Allan (12:31): The thing I like about this is, if you’re doing anything positive, even a small step in the right direction can make a huge difference over time. We don’t realize we were potentially living very, very unhealthy lives, and now we’re not doing that anymore. We’re better. But if you set this bar and say, “I have to be at this level” and you don’t reach that, is that going to be the thing that knocks you off permanently? And so, it’s just a function of setting that bottom level and that top level, and then trying to make sure that you have strategies in your life that keep you accountable and successful within that range.

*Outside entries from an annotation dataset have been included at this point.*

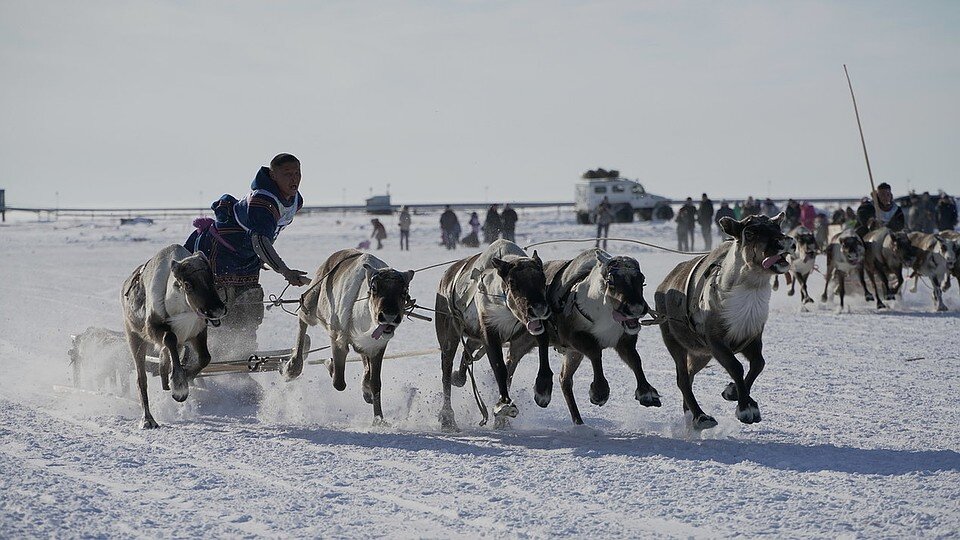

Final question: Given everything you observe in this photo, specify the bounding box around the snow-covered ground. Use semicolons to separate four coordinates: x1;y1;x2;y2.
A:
0;209;960;538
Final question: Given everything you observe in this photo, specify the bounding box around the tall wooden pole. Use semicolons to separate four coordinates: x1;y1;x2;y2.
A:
843;64;883;225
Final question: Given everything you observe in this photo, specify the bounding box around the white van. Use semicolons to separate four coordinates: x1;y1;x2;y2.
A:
574;169;673;224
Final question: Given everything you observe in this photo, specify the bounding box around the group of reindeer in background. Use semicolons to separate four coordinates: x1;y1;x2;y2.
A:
773;219;960;311
121;210;812;431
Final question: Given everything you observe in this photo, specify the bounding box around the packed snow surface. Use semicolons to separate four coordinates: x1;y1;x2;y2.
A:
0;209;960;538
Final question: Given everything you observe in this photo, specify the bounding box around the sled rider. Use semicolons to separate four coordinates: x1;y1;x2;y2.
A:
184;154;310;359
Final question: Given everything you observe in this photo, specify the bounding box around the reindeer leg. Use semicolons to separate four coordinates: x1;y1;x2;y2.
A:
360;354;373;405
660;325;717;431
280;319;310;381
127;330;160;429
157;348;170;392
560;348;583;425
163;330;190;403
484;328;520;425
533;332;553;407
187;328;210;380
327;336;348;392
435;295;466;432
368;348;389;426
616;335;661;407
710;340;756;424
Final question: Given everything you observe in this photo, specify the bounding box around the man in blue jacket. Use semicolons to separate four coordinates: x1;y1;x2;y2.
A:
184;154;310;360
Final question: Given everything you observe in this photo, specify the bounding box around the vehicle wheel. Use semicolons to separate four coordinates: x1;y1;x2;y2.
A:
653;204;673;220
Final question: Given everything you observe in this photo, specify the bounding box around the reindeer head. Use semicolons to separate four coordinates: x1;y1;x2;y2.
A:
837;233;866;266
597;249;649;335
933;234;957;268
791;229;820;262
890;231;920;267
492;251;550;336
170;251;227;327
363;264;413;339
720;212;796;274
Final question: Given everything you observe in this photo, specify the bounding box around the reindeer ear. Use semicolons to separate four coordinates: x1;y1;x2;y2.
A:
720;217;743;242
491;259;513;279
533;250;543;268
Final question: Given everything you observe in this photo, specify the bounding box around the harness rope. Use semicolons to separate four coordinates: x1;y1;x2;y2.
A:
523;238;710;255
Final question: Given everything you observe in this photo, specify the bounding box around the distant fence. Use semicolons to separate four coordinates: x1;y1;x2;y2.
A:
0;196;861;221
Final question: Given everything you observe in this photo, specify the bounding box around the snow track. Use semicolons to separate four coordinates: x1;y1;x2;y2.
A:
0;211;960;538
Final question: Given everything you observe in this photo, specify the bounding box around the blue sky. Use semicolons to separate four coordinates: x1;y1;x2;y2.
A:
0;0;960;207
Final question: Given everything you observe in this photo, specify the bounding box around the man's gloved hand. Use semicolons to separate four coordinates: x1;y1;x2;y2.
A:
283;269;310;287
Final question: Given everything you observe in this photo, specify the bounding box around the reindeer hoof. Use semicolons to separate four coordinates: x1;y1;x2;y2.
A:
280;359;303;382
440;409;460;433
693;414;717;431
170;374;190;403
737;399;760;424
633;388;662;407
450;370;467;388
533;373;553;407
493;401;520;420
590;380;610;407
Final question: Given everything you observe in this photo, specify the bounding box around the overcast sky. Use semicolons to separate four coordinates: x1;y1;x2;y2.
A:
0;0;960;207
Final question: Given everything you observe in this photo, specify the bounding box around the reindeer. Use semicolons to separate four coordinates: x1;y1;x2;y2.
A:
435;240;553;431
820;229;883;311
773;225;820;311
863;227;917;309
655;213;795;430
545;249;661;424
907;232;957;311
280;249;413;425
120;244;227;429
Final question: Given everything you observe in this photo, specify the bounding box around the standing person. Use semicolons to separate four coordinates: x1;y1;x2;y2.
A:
783;199;813;231
855;182;906;238
500;204;518;242
184;154;310;360
440;205;460;249
676;197;697;251
399;206;411;251
596;197;613;249
713;201;737;238
697;193;713;251
483;204;503;244
800;201;817;231
370;218;387;249
937;193;957;231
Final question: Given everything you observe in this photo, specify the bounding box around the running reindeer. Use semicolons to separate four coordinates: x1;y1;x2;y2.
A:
773;225;820;311
538;249;660;424
820;229;883;312
120;245;227;429
435;240;553;431
655;213;794;430
280;249;413;425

Gillian Goerzen (13:12): Totally. I always tell my clients, something is better than nothing. If you can even do 10 minutes of a workout and just go for a 10 minute walk, isn’t that better than doing nothing? If we actually step back and objectively look at it, we’re all going to go, “Of course.” Isn’t two servings of vegetables better than none? Yeah, absolutely it is. One glass of water is better than no glasses of water, or three is better than two. All of these steps in the right direction help us, and again, doing them consistently, of course, is what is the big, big clincher.
Allan (13:52): With the book, The Elephant in the Gym, you set 10, what you call “Super You” principles, and you have a chapter about each one. We have a lot of information about each one of these so we can’t dive deep into each one. But I would like, if you don’t mind sharing the ten, and just giving us a general overview of what that means in context to our health and fitness.
Gillian Goerzen (14:15): Absolutely. I really wanted a way to wrap up each chapter, and the key message I want you to walk away from the chapter with. It becomes, in essence, a summary of the book. The first one is really about, be you. You’re unique, and so is your health, is the principle. The big thing I always want people to take away is, there’s no other person on the planet that’s exactly like you. There’s no one right way to be healthy either, because everybody is different. We all have different genetics, interests, priorities, values. We need to find the way that works for us and our lives. That’s the first one. The second one is to really embrace our humanity. There’s unfortunately this misconception that there’s a “perfect” out there, that if I just follow this program perfectly and I will do this, then I will be healthy. But it doesn’t work that way. It’s about really focusing on being human, embracing the fact that you are human, and that you will ebb and flow and you will make mistakes. It’s about learning to give yourself some compassion in those moments and learning from those changes. The third one is to show up, to really trust the process, whatever process you choose, and actually take action and move yourself forward. The fourth one is to unlock your potential. That one’s really about knowing and acknowledging that you are both your loudest critic and your biggest cheerleader. Again, that’s that evil wolf, good wolf. You can feed the loudest critic or you can be your biggest cheerleader. But part of that is that mindfulness, becoming aware of where you’re being very hard on yourself, and then how you shift that tide. And I talk about some really tangible strategies in that chapter. Number five is practicing patience and perseverance. One of guiding things in the fitness industry and the health industry is, everybody wants that quick fix, but quick doesn’t usually equal sustainable, unfortunately. We all want that dramatic result, but the dramatic result usually requires extreme measures, and those are rarely sustainable in anybody’s real life. So, understanding that things will take time, change isn’t easy. Be willing to put the work in and acknowledge that it will be tough, that there will be a struggle, and it’s very human to struggle and that’s okay.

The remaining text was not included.